L’accueil de El Spectro 2 est très positif, un libraire était enchanté parce que grâce à ta couverture spectaculaire, cela se vendait comme des petits pains aussi auprès des amateurs de bagnoles, ne serais-tu pas tenté de revoir la couverture du tome 1 ?

-Oh, si tu savais! Je casse sans arrêt les oreilles de nos éditeurs du Lombard depuis sa sortie en 2011! Je n’ai jamais été satisfait de la couverture. Les couleurs sont sorties complètement écrasées, et la maquette manque de “Oumph!” J’avais proposé plusieurs maquettes de style plus vintage avant celle qu’on m’a finalement imposée. On ne saisissait pas bien, au Lombard, qu’avec Spectro il faut aller “vintage” jusqu’au bout! Ce qu’on a enfin pu faire avec la couverture du tome 2!
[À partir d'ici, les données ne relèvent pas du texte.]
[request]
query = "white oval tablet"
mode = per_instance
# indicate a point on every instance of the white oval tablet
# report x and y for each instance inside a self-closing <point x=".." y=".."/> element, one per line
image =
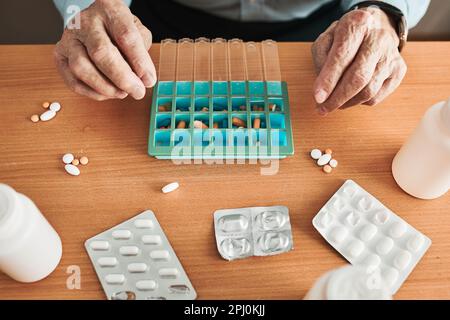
<point x="324" y="159"/>
<point x="68" y="158"/>
<point x="170" y="187"/>
<point x="402" y="260"/>
<point x="333" y="163"/>
<point x="316" y="154"/>
<point x="72" y="170"/>
<point x="146" y="285"/>
<point x="384" y="246"/>
<point x="47" y="115"/>
<point x="55" y="106"/>
<point x="397" y="229"/>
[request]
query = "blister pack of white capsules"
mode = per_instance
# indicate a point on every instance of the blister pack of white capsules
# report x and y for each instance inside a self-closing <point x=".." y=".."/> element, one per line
<point x="367" y="233"/>
<point x="256" y="231"/>
<point x="135" y="261"/>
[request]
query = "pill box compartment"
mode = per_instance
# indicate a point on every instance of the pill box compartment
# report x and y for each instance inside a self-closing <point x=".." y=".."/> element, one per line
<point x="215" y="104"/>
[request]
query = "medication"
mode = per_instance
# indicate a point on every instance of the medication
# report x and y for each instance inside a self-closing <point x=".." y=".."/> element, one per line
<point x="68" y="158"/>
<point x="350" y="283"/>
<point x="327" y="169"/>
<point x="368" y="234"/>
<point x="255" y="231"/>
<point x="239" y="123"/>
<point x="422" y="166"/>
<point x="200" y="125"/>
<point x="55" y="106"/>
<point x="72" y="170"/>
<point x="181" y="124"/>
<point x="129" y="268"/>
<point x="30" y="249"/>
<point x="84" y="160"/>
<point x="324" y="159"/>
<point x="170" y="187"/>
<point x="48" y="115"/>
<point x="333" y="163"/>
<point x="316" y="154"/>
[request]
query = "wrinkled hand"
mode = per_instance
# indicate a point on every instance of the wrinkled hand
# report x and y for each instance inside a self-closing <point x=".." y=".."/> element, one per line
<point x="357" y="60"/>
<point x="108" y="56"/>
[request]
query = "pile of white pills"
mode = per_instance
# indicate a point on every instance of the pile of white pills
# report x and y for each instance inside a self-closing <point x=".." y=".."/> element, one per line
<point x="52" y="110"/>
<point x="71" y="163"/>
<point x="324" y="159"/>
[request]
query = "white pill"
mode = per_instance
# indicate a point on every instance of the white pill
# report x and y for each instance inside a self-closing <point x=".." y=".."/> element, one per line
<point x="129" y="250"/>
<point x="137" y="267"/>
<point x="145" y="285"/>
<point x="143" y="223"/>
<point x="47" y="115"/>
<point x="115" y="278"/>
<point x="384" y="246"/>
<point x="121" y="234"/>
<point x="402" y="260"/>
<point x="170" y="187"/>
<point x="168" y="272"/>
<point x="398" y="229"/>
<point x="316" y="154"/>
<point x="333" y="163"/>
<point x="68" y="158"/>
<point x="338" y="234"/>
<point x="151" y="239"/>
<point x="324" y="159"/>
<point x="72" y="170"/>
<point x="368" y="232"/>
<point x="160" y="255"/>
<point x="107" y="262"/>
<point x="55" y="106"/>
<point x="99" y="245"/>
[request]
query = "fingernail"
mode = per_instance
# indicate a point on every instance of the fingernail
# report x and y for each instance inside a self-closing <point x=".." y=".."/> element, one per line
<point x="321" y="96"/>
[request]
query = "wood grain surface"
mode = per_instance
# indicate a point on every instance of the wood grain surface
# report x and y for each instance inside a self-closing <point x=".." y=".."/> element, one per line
<point x="121" y="180"/>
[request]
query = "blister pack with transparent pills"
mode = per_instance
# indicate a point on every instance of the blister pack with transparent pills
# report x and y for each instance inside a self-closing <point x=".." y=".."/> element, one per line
<point x="255" y="231"/>
<point x="367" y="233"/>
<point x="135" y="261"/>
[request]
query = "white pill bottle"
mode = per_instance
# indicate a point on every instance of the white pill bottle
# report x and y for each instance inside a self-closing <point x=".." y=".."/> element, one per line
<point x="422" y="166"/>
<point x="30" y="249"/>
<point x="350" y="283"/>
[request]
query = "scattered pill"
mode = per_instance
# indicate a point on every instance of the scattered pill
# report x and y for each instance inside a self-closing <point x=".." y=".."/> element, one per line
<point x="324" y="159"/>
<point x="327" y="169"/>
<point x="84" y="160"/>
<point x="257" y="123"/>
<point x="181" y="124"/>
<point x="34" y="118"/>
<point x="200" y="125"/>
<point x="68" y="158"/>
<point x="48" y="115"/>
<point x="316" y="154"/>
<point x="170" y="187"/>
<point x="239" y="122"/>
<point x="55" y="106"/>
<point x="333" y="163"/>
<point x="72" y="170"/>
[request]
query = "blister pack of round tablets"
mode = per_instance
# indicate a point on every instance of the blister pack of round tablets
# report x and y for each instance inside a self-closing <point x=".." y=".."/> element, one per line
<point x="135" y="261"/>
<point x="368" y="234"/>
<point x="255" y="231"/>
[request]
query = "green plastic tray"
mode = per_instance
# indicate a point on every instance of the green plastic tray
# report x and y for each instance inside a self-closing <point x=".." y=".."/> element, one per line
<point x="185" y="101"/>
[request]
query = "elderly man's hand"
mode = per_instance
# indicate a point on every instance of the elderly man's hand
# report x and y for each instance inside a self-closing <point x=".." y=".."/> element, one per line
<point x="108" y="56"/>
<point x="357" y="60"/>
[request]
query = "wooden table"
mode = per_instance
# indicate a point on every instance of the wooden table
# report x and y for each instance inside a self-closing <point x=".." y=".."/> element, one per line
<point x="121" y="180"/>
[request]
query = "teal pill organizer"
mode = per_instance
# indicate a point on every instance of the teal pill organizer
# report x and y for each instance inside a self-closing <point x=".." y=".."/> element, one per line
<point x="219" y="118"/>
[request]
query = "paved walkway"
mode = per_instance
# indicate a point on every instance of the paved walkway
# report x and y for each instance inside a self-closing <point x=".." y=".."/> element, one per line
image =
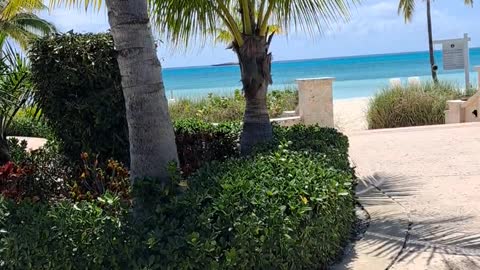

Apparemment tu te revendiques de l’école de Marcinelle de par ton style mais tu rends aussi hommage à Jean Graton. Son style était plutôt très raide, non ? Ou son style n’a pas d’importance mais tu apprécies Michel Vaillant ?

-C’est vrai que son style graphique a un peu mal vieilli de par sa raideur, mais bon sang! Quelle rigueur dans la documentation! Et Graton arrivait superbement à rendre l’ambiance fébrile de la foule, il y a des gens PARTOUT dans les BD de Michel Vaillant! Ce n’est pas si évident à faire, surtout à le faire aussi bien! Il y a énormément de bonnes choses dans les albums de Graton! Pour ma part, je préfère ceux des années 60. Et les relations entre les personnages sont vraiment intéressantes! Il y a une recherche psychologique assez poussée, ce qui n’était pas du tout courant à l’époque! Je ne sais pas si on a poursuivi dans cette veine, surtout depuis que son fils a repris le flambeau, car je ne lis plus les nouveaux albums depuis longtemps...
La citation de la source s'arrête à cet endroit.